Sen. Charleta Tavares has reintroduced a bill into the Ohio General Assembly she once described as “critical to address the emotional and medical needs” of women facing a mastectomy, lymph node dissection or lumpectomy.

The proposed legislation, Senate Bill 156, would require hospitals to provide such women with information on breast reconstruction.

In the last legislature, Tavares, D-Bexley, introduced the bill as Senate Bill 182.

That measure stalled after two committee hearings.

SB 156 was referred to the Senate Medicaid, Health and Human Services committee last week.

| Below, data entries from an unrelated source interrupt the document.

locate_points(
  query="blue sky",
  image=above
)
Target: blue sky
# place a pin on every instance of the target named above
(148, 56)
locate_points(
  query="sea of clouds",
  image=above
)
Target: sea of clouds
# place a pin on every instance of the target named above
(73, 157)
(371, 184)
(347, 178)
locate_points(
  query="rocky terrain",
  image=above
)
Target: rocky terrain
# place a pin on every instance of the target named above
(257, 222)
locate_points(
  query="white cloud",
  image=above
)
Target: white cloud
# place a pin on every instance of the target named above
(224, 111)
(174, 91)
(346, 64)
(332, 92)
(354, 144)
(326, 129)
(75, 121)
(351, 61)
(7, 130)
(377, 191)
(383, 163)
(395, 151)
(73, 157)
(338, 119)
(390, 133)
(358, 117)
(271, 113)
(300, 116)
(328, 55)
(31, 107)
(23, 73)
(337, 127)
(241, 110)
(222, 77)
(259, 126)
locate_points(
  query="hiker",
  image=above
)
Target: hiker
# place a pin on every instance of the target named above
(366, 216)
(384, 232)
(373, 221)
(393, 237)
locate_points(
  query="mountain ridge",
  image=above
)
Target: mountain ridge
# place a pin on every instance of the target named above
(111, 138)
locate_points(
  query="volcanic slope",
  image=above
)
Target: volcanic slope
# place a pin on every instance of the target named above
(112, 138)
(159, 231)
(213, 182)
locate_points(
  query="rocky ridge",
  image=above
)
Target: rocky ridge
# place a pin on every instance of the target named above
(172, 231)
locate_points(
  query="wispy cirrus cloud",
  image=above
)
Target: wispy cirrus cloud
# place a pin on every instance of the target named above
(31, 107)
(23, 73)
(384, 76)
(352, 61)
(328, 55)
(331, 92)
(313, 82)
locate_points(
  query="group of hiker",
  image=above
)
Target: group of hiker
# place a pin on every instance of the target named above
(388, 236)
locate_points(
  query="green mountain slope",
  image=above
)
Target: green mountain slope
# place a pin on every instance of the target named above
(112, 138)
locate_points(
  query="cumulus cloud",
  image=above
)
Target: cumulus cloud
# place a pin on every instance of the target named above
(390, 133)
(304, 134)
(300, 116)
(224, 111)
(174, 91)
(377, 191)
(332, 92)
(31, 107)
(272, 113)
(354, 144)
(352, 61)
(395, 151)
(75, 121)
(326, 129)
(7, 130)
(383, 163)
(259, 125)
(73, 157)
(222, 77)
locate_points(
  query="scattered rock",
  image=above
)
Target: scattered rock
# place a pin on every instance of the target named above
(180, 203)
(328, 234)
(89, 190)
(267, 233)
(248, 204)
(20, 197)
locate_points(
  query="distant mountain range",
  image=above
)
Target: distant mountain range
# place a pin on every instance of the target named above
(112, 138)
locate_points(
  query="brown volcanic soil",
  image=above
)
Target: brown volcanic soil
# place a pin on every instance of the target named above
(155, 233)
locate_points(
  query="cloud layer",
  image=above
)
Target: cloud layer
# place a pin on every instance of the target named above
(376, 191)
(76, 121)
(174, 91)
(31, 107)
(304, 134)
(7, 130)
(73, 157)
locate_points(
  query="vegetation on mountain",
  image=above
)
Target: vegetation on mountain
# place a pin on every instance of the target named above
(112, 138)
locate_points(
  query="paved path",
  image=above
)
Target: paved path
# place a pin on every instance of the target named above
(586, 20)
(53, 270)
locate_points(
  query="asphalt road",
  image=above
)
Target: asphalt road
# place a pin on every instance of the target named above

Although federal law mandates insurance coverage for reconstructive surgery, Tavares said there is no requirement to information patients about reconstructive surgery options and their right to access such procedures.

“Without this knowledge, patients can potentially undergo one of the procedures covered in the bill and not have reconstructive surgery because they do not know it is covered by their insurance,” she said.

SB 156 states that before obtaining a patient’s consent to a mastectomy, lymph node dissection or lumpectomy, a hospital must provide specific information to the patient in writing including descriptions of the various breast reconstruction options and the advantages and disadvantages of each option.

Hospitals also would have to outline information on how to obtain breast reconstructive surgery, including information about getting the procedure done at the same hospital (if provided) and at another facility.

The proposal also charges medical facilities with relaying information on the timing of reconstructive surgery, including the option of waiting until any chemotherapy or radiation treatments have been completed.

Hospitals also would have to provide patients with an explanation of the availability of health insurance coverage for breast reconstruction and related services.

The federal “Women’s Health and Cancer Rights Act of 1998” requires that, if a group health plan or health insurance issuer offering group or individual health insurance policies provides coverage for mastectomies, then coverage for breast reconstruction and related services must also be provided.

Under the federal measure, such coverage includes all stages of reconstruction of the breast on which the mastectomy has been performed, as well as reconstruction of the other breast to produce a symmetrical appearance.

If enacted, SB 156 would authorize the director of the Ohio Department of Health to require that hospitals pass along any other breast reconstruction information to patients that has been deemed appropriate.

In campaigning for the bill, Tavares cited a study that found that 60 to 70 percent of women are not offered reconstructive surgery options.

“This bill does not mandate that patients undergo breast cancer surgery,” she said. “It simply educates them about their options.”

Dr. K. Roxanne Grawe, a plastic and reconstructive surgeon, offered proponent testimony for SB 182 and, like Tavares, noted that in 2007, only 29 percent of breast cancer patients were offered reconstruction.

Grawe said such procedures are vital for a woman’s “self confidence, sense of well-being and hopefulness which, in turn, affects healing.”

SB 156 is similar to a proposal being championed by Reps. Bill Patmon, D-Cleveland, and Lynn Wachtmann, R-Napoleon.

House Bill 147, also known as the Lizzie B. Byrd Act after Patmon’s mother, would require a surgeon performing a mastectomy in a hospital to guide the patient and provide referrals in a manner consistent with standards of the National Accreditation Program for Breast Centers.

“If a surgeon who is to perform a mastectomy considers breast reconstruction appropriate for the patient, the surgeon or designated person shall offer the patient a preoperative referral to a reconstructive or plastic surgeon in accordance with NAPBC standards,” HB 147 states.

The House measure unanimously passed the House in June and had its first Senate committee hearing Wednesday.

Wachtmann has said HB 147 doesn’t “leap too far” in regulating how surgeons carry out their duties but “ensures a woman has the information she needs to make a good, informed choice.”

SB 156 has yet to be scheduled for a committee hearing.